What a Difference a Year Makes
by Kevin Ryder
What a difference a Year Makes
By Kevin Ryder
I arrived in Cam Ranh Bay, Vietnam in July of 1968 along with about a half million other guys. The long white barracks we were assigned to was full of new guys. Some months later, I was still laughing at myself remembering how the barracks emptied out to check out the first Vietnamese someone spotted. She was a momason washing laundry! After a few days of squinting in the bright sun shine and looking at the purple mountains and blue green ocean at Cam Ranh, someone came around with our papers to escort us up to our unit based in some place to the north called Pleiku. Talk about not having a clue! We boarded a C-141 for the flight north. Just as we approached the airstrip in Pleiku, the flight chief on board told us that the pilot could not get the landing gear down and we were turning around to belly land at a strip in Saigon that was made for just for this type emergency. I sat there thinking that I was going to die in Vietnam without even getting my new fatigues dirty or firing a shot. Fortunately, whatever the pilot did, he got the landing gear down and we landed at Saigon without a glitch. We slept on the strip somewhere that night and started out the next morning for Pleiku in the same plane. We were processed through the new guy center and I was assigned to Delta Co 2/35th.

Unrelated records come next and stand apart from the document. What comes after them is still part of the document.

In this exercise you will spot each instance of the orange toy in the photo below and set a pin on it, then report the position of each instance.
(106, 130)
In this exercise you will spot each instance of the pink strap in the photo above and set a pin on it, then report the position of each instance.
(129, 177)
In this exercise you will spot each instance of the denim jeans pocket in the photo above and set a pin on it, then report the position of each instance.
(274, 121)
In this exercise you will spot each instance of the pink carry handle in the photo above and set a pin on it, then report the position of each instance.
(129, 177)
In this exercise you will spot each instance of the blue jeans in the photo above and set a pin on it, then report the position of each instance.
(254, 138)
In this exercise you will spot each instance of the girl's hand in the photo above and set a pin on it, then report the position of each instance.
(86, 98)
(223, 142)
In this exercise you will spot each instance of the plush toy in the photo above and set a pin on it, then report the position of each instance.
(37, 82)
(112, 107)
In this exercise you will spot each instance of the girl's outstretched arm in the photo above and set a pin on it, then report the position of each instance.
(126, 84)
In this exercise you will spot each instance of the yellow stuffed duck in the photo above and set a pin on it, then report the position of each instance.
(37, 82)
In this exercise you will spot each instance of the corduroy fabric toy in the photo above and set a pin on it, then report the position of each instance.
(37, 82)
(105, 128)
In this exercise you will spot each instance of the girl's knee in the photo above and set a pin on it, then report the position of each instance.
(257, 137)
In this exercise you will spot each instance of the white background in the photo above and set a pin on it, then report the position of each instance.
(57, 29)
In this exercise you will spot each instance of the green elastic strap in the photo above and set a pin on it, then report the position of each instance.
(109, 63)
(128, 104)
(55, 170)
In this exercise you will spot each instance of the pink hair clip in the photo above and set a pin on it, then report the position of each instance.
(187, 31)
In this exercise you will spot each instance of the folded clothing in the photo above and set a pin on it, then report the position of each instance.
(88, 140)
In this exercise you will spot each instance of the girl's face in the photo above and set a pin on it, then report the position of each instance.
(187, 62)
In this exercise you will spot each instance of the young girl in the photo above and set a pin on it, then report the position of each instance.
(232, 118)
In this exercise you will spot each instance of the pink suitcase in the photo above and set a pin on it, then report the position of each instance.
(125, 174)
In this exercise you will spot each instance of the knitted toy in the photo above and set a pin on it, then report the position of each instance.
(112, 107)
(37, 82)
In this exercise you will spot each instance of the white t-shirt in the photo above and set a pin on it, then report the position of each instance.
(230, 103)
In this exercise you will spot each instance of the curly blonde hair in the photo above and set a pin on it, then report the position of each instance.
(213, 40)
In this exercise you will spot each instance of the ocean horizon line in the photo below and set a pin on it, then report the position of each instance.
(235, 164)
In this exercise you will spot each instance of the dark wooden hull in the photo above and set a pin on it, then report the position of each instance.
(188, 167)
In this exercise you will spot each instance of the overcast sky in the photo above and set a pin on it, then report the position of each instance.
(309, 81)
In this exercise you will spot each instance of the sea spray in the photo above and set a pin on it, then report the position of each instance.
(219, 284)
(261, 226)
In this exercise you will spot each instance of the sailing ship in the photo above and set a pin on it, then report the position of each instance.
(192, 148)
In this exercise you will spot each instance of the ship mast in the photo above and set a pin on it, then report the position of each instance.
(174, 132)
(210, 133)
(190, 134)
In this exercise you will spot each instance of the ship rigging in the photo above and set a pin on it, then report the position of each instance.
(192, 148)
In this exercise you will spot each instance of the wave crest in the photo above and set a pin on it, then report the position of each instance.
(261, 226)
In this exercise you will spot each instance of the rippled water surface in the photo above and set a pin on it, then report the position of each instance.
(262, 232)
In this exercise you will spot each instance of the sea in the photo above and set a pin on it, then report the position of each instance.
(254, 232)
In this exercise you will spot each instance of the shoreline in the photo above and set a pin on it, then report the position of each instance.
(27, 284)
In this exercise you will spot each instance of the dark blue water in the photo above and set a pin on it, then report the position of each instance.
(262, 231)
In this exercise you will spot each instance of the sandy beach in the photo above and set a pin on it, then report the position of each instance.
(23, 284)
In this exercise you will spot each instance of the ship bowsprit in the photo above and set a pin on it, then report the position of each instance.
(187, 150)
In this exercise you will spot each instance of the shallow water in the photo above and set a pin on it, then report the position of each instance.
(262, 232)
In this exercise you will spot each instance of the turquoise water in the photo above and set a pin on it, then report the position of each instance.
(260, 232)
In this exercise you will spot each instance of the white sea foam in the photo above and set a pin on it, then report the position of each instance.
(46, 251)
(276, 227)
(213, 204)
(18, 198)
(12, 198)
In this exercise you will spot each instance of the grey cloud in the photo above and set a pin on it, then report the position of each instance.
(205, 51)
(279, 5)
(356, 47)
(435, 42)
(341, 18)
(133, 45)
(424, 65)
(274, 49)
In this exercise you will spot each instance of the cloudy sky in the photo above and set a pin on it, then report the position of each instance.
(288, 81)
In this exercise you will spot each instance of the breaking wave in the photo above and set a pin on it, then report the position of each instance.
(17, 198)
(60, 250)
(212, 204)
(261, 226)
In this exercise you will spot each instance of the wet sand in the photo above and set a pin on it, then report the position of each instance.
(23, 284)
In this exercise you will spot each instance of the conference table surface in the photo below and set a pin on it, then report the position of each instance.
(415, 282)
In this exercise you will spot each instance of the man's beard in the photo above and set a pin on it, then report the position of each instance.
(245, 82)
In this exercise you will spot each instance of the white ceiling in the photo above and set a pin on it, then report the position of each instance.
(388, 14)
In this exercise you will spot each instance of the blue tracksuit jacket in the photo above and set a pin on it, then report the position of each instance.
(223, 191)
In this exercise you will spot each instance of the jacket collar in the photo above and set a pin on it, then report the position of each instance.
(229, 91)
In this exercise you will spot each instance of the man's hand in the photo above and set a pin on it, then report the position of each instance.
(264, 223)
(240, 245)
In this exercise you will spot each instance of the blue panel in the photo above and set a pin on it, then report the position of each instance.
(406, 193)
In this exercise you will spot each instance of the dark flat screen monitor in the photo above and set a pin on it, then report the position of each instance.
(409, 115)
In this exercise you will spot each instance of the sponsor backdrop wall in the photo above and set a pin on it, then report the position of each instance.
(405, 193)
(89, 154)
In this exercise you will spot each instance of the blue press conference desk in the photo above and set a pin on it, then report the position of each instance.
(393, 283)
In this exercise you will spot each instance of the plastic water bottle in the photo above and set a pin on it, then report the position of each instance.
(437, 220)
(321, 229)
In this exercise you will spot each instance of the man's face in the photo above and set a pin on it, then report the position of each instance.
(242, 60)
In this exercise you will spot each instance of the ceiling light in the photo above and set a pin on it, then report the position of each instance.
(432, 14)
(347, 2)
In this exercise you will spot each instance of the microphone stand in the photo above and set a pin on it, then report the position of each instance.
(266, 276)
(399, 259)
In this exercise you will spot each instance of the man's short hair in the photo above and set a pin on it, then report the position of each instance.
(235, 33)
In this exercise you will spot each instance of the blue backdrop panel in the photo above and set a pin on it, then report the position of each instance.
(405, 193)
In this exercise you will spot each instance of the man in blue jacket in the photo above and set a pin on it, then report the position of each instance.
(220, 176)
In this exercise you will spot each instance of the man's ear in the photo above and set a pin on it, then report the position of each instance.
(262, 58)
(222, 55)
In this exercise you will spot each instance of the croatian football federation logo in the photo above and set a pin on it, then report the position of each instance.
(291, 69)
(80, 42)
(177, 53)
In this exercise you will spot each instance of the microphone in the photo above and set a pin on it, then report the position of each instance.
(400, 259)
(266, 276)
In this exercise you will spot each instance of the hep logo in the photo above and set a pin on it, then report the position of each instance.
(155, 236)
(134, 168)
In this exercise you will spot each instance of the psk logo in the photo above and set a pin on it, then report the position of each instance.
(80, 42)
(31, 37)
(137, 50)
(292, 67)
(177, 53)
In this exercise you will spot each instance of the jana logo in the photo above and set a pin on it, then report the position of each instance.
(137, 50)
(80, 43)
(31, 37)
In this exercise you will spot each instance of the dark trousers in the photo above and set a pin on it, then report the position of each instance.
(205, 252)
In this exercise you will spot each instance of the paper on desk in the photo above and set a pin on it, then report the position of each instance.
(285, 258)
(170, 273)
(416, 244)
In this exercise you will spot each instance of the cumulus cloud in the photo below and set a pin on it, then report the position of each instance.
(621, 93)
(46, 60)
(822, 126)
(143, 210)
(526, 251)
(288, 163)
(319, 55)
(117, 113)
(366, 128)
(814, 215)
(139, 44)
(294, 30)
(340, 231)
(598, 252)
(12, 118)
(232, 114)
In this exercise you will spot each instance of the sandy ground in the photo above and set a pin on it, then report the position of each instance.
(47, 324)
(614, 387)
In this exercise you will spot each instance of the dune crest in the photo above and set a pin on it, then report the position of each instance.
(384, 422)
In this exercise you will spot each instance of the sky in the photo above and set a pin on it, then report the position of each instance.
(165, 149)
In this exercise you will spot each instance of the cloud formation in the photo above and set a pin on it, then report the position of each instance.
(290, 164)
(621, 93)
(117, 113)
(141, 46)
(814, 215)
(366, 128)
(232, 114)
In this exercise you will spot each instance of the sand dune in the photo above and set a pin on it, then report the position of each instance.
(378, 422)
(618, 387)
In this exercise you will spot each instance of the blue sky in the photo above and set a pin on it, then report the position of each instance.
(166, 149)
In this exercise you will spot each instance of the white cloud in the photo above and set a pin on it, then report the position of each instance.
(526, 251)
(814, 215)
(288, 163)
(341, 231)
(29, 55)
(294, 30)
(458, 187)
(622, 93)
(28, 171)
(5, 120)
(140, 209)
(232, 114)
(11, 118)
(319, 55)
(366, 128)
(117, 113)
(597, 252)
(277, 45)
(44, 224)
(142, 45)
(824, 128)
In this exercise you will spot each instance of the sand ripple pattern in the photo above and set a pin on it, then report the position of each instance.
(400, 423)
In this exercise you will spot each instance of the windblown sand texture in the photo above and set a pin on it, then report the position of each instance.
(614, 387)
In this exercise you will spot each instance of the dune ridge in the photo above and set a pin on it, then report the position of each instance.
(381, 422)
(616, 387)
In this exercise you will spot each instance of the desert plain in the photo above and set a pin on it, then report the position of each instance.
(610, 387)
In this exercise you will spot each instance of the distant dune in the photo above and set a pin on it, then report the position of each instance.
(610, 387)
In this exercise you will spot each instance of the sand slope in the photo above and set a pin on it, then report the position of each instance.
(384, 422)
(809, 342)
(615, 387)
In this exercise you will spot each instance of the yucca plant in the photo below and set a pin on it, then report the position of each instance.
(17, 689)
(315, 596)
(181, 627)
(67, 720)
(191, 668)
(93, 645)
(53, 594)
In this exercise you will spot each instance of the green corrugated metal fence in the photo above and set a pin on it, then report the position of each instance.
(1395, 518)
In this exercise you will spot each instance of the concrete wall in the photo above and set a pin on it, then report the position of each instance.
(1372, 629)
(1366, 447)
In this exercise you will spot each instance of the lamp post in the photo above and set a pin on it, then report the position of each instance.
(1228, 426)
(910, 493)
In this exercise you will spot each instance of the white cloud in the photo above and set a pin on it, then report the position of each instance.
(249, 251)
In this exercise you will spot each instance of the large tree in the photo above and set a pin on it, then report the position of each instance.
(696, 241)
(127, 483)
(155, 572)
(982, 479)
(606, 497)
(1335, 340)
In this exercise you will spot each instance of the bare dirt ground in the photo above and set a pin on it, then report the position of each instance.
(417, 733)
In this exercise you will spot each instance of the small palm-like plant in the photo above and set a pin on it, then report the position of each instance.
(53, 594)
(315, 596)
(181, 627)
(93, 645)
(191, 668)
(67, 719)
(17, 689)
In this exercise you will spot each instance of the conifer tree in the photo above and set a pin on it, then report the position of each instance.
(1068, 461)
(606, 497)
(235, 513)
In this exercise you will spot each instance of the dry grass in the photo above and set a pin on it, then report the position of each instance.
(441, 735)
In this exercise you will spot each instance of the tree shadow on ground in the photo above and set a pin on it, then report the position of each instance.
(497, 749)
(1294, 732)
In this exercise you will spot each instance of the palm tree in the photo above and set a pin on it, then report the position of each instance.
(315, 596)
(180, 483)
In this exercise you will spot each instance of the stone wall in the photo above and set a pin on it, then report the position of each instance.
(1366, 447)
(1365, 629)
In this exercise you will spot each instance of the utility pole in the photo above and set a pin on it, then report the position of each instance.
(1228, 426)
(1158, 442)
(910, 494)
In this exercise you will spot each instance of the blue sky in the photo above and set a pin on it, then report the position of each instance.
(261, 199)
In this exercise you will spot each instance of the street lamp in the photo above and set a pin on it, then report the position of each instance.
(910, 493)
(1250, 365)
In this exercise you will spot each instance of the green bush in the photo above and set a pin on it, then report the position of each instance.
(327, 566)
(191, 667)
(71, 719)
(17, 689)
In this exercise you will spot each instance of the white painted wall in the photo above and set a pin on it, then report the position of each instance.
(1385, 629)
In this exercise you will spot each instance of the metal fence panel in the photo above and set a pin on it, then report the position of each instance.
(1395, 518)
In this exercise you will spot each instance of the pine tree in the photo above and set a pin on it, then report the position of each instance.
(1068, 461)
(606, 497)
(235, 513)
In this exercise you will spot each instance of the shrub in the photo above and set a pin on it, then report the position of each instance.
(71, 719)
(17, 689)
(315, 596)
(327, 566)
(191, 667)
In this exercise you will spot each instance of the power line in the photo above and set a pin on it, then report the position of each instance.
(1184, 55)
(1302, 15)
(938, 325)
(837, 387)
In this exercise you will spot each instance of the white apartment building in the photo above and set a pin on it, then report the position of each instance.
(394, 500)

I caught up with Delta Co at an old French firebase in Bam Me Thuot where I met all the guys in the third platoon. That night a short-timer named Holly and myself were assigned to guard a deuce 1/2 truck that was stuck in the mud on the road near the firebase. The next day the company saddled up and humped to a new location on some long forgotten hilltop. From there we began running short range recon patrols. (SRRPs)The srrp squads were usually made up of 4 or 5 guys, with one of the guys carrying a radio. The unit stayed out for 2 nights and returned the third day. We never went out with a gun team. The idea was to travel light and not to make contact and certainly not to try an ambush. Our mission was to set up near a trail or village and call in artillery or mortars on the enemy and then to disappear. On my first mission I was out with four other guys. On the first or second day, we were a bit lost and trying to find our position where we'd plan to set up. One of the guys known as "Flame", he carried a flamethrower before I got to the company, climbed a tree to get his bearings. He made it about half way up the tree and then slid all the way down to the ground. He told us there was a column of NVA walking down the middle of the field we were right next to. We all crawled off into the tree line and waited. I was kneeling behind a bush and trying to make myself skinnier but didn't move a muscle. I watched their point man turning his head from side to side while he talked to the men behind him. At one point, as his head turned, our eyes met. He jerked around to point me out to his column and I shot him. One second later, both sides opened up. We tried to pull back into more cover but in the opening barrage, one of our guys was shot dead and another was wounded in the foot. By the grace of God, we were able to break contact. The last thing you wanted to do was to engage what was probably a full platoon or more with five men and no machine gun. As it turned out, we were very close to our hilltop base and a platoon rushed out to our aid. Beside the loss of two men, the worst part of the day was yet to come. After we all returned to the hilltop base, someone from Division came to tell us that the column of men who we all thought were NVA were actually South Vietnamese troops (ARVNS) who had wandered into our area of operation. Within a day or two we humped off that hilltop to pull security at an artillery firebase known as "Mud hole."